Contains(seq, elem) ==
  \E i \in 1..Len(seq):
    seq[i] = elem

That suggests we can write IsUnique as

IsUnique(s) ==
\* Warning, this is wrong!
\* We'll see why in the next part.
  \A i, j \in 1..Len(s):
    s[i] # s[j]

The power of \(\Rightarrow\)

Let’s add this new version of IsUnique to our duplicates spec:

 ---- MODULE duplicates ----
-EXTENDS Integers, Sequences, TLC, FiniteSets
+EXTENDS Integers, Sequences, TLC
 
 S == 1..10
 
@@ -16,7 +16,9 @@
     /\ seen \subseteq S
     /\ index \in 1..Len(seq)+1
     
-  IsUnique(s) == Cardinality(seen) = Len(s)
+  IsUnique(s) == 
+    \A i, j \in 1..Len(s): 
+      seq[i] # seq[j]
 
   IsCorrect == pc = "Done" => is_unique = IsUnique(seq)
 end define; 
(fails) spec

If you run this, you will see it fail. And it fails in the oddest way, by saying a unique sequence has duplicates. In my case I got seq = <<1, 2, 3, 4>>, but the exact one TLC finds may differ on your computer.

Let’s use CHOOSE to ask TLC what indices it picked. Back in scratch:

Test == LET
  seq == <<1, 2, 3, 4>>
  s == 1..4
IN
  CHOOSE p \in s \X s: seq[p[1]] = seq[p[2]]

>>> Test
<<1, 1>>

We never said the indices had to be different. Obviously every index is going to be equal to itself!

Here’s one way to fix it:

IsUnique(s) ==
  \A i \in 1..Len(s):
    \A j \in (1..Len(s)) \ {i}:
      s[i] # s[j]

The best way to fix it, conveniently enough, really showcases the power of =>: it lets us rule out unwanted combinations in quantifiers. Let’s say we write

IsUnique(s) ==
  \A i, j \in 1..Len(s):
    i # j => s[i] # s[j]

Then we pass in <<"a", "b">>. There are four possible combinations of values for i and j. Let’s write out the full truth table for every combination:

i, j

s[i], s[j]

P == i # j

Q == s[i] # s[j]

P => Q

1, 1

a, a

F

F

T

1, 2

a, b

T

T

T

2, 1

b, a

T

T

T

2, 2

b, b

F

F

T

For every combination, P => Q is true. This means the \A is true, and IsUnique(<<a, b>>), as expected.

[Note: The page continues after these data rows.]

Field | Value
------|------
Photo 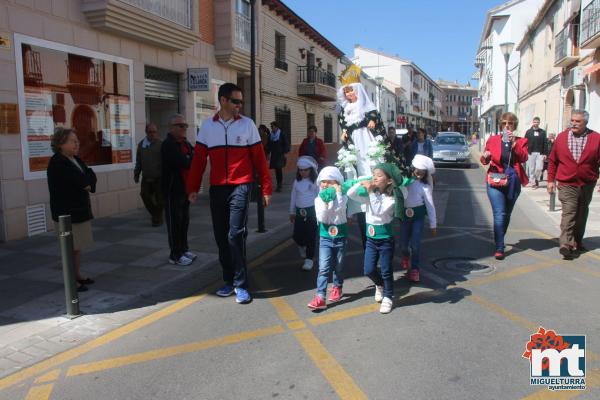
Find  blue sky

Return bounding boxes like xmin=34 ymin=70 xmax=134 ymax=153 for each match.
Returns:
xmin=283 ymin=0 xmax=505 ymax=83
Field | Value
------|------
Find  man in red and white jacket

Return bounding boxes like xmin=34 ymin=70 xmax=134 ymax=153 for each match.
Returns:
xmin=186 ymin=83 xmax=272 ymax=304
xmin=548 ymin=110 xmax=600 ymax=259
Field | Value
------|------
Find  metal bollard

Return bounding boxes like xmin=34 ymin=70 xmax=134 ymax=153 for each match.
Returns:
xmin=58 ymin=215 xmax=81 ymax=319
xmin=256 ymin=180 xmax=267 ymax=233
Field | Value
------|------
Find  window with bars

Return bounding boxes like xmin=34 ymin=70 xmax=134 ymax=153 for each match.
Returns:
xmin=323 ymin=115 xmax=333 ymax=143
xmin=275 ymin=105 xmax=292 ymax=144
xmin=275 ymin=32 xmax=287 ymax=71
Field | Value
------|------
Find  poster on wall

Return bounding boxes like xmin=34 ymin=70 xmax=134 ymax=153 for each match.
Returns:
xmin=25 ymin=88 xmax=54 ymax=171
xmin=15 ymin=34 xmax=135 ymax=179
xmin=108 ymin=96 xmax=132 ymax=164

Now let’s do the same for <<a, a>>:

i, j

s[i], s[j]

P == i # j

Q == s[i] # s[j]

P => Q

1, 1

a, a

F

F

T

1, 2

a, a

T

F

F

2, 1

a, a

T

F

F

2, 2

a, a

F

F

T

Since 1, 2 gives us T => F, there’s a case where the quantifier fails, and ~IsUnique(<<a, a>>), as we want it to be. => is an incredibly powerful tool for writing invariants.

So we just make that change, and:

     
   IsUnique(s) == 
     \A i, j \in 1..Len(s): 
-      seq[i] # seq[j]
+      i # j => seq[i] # seq[j]
 
   IsCorrect == pc = "Done" => is_unique = IsUnique(seq)
 end define; 
70000 states / 60000 distinct spec

This now passes! And with that, we’ve made a complete version of our specification: we have an algorithm, an invariant that determines its correctness, and a model that checks one against the other.

This is a common idiom for modeling simple CS algorithms. We can use the same pattern to model binary search, or topological sorting, or a SAT solver. This can be useful when trying to optimize an algorithm, since you can test that your optimizations don’t make the implementation incorrect.

Warning

Do not use => with \E! Imagine I wanted to an operator that checks if a sequence has duplicates, and wrote

HasDuplicates(seq) ==
  \E i, j \in 1..Len(seq):
    i # j => seq[i] = seq[j]

If I picked i = j = 1, then the left-hand side would be false, meaning the expression is true, meaning the whole quantifier is true. This holds regardless of the right-hand side! Instead I should write

HasDuplicates(seq) ==
  \E i, j \in 1..Len(seq):
    i # j /\ seq[i] = seq[j]

Summary

  • An Invariant is something that must be true of every state in our specification.

    • A common invariant is the Type Invariant, which checks that all of your variable values belong to strict sets.

  • When our spec violates an invariant, TLC produces a step by step error trace to show us how to reproduce the violation.

  • Quantifiers test a predicate over a set. \A checks if something is true for every element, and \E checks if it’s true for at least one element.

  • Implication can be used to put “preconditions” on invariants, like “only check this when we’ve reached the end”.